|M.Sc Student||Cassel Asaf Benjamin|
|Subject||A General Approach to Multi-Armed Bandits Under Risk|
|Department||Department of Electrical Engineering||Supervisor||Professor Shie Mannor|
|Full Thesis text|
Different risk-related criteria have received recent interest in learning problems. Previous works typically viewed criteria as unrelated and analyzed each one in a customized manner. This resulted in a long and arduous process which burdened the introduction of new criteria. In this work we provide a more systematic approach to analyzing risk criteria within a stochastic multi-armed bandit (MAB) formulation. We consider the class of empirical distribution based criteria, which measure variation within the sampled reward sequence, and identify key properties of its members. This results in explicit conditions under which we provide a simple characterization of the oracle rule (which serves as the regret benchmark), and design an upper confidence bound (UCB) learning policy, which incurs logarithmic regret.
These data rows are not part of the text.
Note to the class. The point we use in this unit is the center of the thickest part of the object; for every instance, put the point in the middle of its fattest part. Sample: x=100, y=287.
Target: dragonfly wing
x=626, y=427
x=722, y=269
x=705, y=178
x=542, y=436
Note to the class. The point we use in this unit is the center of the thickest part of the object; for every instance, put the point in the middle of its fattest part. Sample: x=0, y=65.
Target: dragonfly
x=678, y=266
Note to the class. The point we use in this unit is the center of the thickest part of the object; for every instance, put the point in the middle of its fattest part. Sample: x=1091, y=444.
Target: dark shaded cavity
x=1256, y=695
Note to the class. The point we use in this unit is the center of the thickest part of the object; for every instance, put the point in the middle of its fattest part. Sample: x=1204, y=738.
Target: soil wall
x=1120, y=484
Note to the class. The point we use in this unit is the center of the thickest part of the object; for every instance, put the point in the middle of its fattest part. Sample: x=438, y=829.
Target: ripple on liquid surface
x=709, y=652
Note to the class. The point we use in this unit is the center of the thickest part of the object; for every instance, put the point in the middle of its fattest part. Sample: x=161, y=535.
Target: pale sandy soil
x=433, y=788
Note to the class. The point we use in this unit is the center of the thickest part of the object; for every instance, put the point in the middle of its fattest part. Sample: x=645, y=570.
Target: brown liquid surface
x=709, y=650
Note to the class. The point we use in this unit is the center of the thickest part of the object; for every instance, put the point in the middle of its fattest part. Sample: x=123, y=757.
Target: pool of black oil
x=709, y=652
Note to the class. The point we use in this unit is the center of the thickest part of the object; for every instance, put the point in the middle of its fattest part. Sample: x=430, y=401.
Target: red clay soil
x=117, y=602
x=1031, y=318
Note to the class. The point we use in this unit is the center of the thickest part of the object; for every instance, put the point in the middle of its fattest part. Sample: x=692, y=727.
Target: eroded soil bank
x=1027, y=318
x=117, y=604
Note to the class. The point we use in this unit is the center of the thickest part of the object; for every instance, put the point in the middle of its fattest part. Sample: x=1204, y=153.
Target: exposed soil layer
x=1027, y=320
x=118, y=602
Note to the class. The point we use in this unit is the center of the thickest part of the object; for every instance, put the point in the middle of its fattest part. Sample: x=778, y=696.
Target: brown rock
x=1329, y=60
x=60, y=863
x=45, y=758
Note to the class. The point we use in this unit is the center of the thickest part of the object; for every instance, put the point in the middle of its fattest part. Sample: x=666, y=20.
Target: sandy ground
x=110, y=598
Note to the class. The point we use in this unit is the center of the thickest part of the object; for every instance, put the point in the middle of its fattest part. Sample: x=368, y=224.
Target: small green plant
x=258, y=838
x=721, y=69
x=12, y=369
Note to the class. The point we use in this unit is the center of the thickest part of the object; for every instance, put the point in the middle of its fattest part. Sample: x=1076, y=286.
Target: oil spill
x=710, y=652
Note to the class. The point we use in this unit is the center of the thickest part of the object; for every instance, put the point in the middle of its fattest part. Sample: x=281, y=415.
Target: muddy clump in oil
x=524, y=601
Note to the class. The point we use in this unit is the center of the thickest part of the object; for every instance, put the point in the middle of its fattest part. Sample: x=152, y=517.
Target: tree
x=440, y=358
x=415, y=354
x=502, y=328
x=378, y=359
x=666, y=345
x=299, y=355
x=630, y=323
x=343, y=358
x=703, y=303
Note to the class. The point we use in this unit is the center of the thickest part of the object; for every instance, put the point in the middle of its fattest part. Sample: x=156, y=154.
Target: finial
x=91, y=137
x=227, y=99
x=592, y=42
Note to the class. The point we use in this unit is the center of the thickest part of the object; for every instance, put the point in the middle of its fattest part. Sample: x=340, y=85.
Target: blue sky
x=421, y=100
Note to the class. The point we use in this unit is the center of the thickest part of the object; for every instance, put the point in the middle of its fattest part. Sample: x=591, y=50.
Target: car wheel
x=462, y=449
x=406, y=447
The conditions are derived from problem primitives, primarily focusing on the relation between the arm reward distributions and the (risk criteria) performance metric. Among other things, the work highlights some (possibly non-intuitive) subtleties that differentiate various criteria in conjunction with statistical properties of the arms. An additional minor result includes the analysis of an intermediate leaning goal that measures variation in overall performance between different trials. Our main findings are illustrated on several widely used objectives such as conditional value-at-risk, mean-variance, Sharpe-ratio, and more.